Race day breakfast was a bagel with two scrambled eggs. Check in was at 6am. I asked a Spartan official how long he thought it would take me to finish the run so I could tell my wife when to expect me at the finish line. He looked me up and down, asked if it was my first race, and replied 11 or 12 hours.
A Spartan Race is a manufactured outdoor experience–equal parts fitness challenge and trail run–but that, in my opinion, doesn’t detract from the overall experience. An OCR is where nature meets machine, where tall metal rigs and wooden obstacles blend with the natural beauty and serenity of woodlands or mountains. Far from being just another gym experience and shy of being a full natural immersion like backpacking or backcountry hunting, it threads the needle of challenging man in both his natural and manufactured states. As an adult, it’s one of the most exciting ways to be a kid again–crawling through mud, hopping over fences, running through trees. But before the race starts, the race corral and Spartan camp is a festival of excitement. I wound my way through groups of contestants warming up, laughing over a pre-race cup of joe, or yawning trying to wake up, and found the bin drop. In my bin I had the following items: a fresh pair of socks, a backup pair of shoes, sunscreen, advil, two full bottles of water, a roast beef and avocado sandwich, a flat Dr Pepper, a first aid kit, and a ziploc bag of running fuel (Gu packets, Stinger Waffles, and oatmeal balls) for the second half. I checked my watch, did 10 minutes of light warming up, and pushed my way to the front of the corral for my race start.
A tradition at Spartan races is for the hype man to get the crowd in the corral to yell ‘AROO!’ before running, one which I’ve often found a little over the top. That morning, however, as I donned my purple penny and my running vest, I felt myself give in to the hype.
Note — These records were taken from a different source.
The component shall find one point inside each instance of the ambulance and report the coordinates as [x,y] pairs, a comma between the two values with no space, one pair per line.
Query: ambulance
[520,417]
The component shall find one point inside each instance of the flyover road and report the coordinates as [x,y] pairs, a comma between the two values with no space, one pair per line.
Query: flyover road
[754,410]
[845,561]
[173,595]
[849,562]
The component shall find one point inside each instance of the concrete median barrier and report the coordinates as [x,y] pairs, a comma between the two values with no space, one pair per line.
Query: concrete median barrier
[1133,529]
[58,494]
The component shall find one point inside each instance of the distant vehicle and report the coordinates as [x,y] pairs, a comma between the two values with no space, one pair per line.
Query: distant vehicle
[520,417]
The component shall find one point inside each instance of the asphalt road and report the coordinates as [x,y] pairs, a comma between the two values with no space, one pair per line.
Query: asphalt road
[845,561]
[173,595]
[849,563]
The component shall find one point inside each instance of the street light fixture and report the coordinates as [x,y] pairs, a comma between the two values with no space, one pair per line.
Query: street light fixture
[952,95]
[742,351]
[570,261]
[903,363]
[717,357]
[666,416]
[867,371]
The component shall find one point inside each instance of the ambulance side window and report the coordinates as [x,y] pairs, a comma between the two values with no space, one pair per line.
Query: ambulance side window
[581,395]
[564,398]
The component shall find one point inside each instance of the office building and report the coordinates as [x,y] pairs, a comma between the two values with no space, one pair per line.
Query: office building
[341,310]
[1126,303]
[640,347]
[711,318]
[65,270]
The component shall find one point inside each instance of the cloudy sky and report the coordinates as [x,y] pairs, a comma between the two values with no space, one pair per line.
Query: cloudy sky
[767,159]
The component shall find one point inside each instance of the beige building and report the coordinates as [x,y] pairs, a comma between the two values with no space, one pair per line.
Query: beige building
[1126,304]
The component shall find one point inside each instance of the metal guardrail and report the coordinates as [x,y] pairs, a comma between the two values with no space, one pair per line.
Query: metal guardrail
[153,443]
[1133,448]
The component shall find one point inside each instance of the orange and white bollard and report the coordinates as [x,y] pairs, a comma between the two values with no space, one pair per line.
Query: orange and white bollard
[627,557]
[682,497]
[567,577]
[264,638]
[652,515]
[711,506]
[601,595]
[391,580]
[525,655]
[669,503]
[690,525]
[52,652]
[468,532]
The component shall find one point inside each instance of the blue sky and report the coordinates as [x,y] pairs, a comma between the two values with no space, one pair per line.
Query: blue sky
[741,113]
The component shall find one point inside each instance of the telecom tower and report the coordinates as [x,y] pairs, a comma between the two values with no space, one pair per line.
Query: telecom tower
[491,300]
After a few frustrating miles of single-track trails congested with slower runners, I found my rhythm, remembering the advice that the first half is a slow run and the second is an eating contest. I injured my calf at the tyrolean traverse but the pain faded soon enough. Halfway, I fueled with the sandwich and soda in my drop bin, refilled my water, swapped my bag of empty Gu packets and food wrappers (I don’t care how hard you’re racing, I believe in leaving no trace) for the pre-packaged ziploc of fuel, and ran back to the course. All told I was in the bin drop for less than three minutes, which was my target. During the second half, soaking in the “Ultra passing!” and “good job Ultra!” calls of those who parted to let me pass, I ignored my watch and instead focused on finding my flow. I relished in passing every Ultra jersey I could, letting the heat of competition overtake me. I finished 7th, at just over 7 hours.
Alex is a civilian who works for the Army as an aerospace engineer and is a competitive Spartan Race athlete.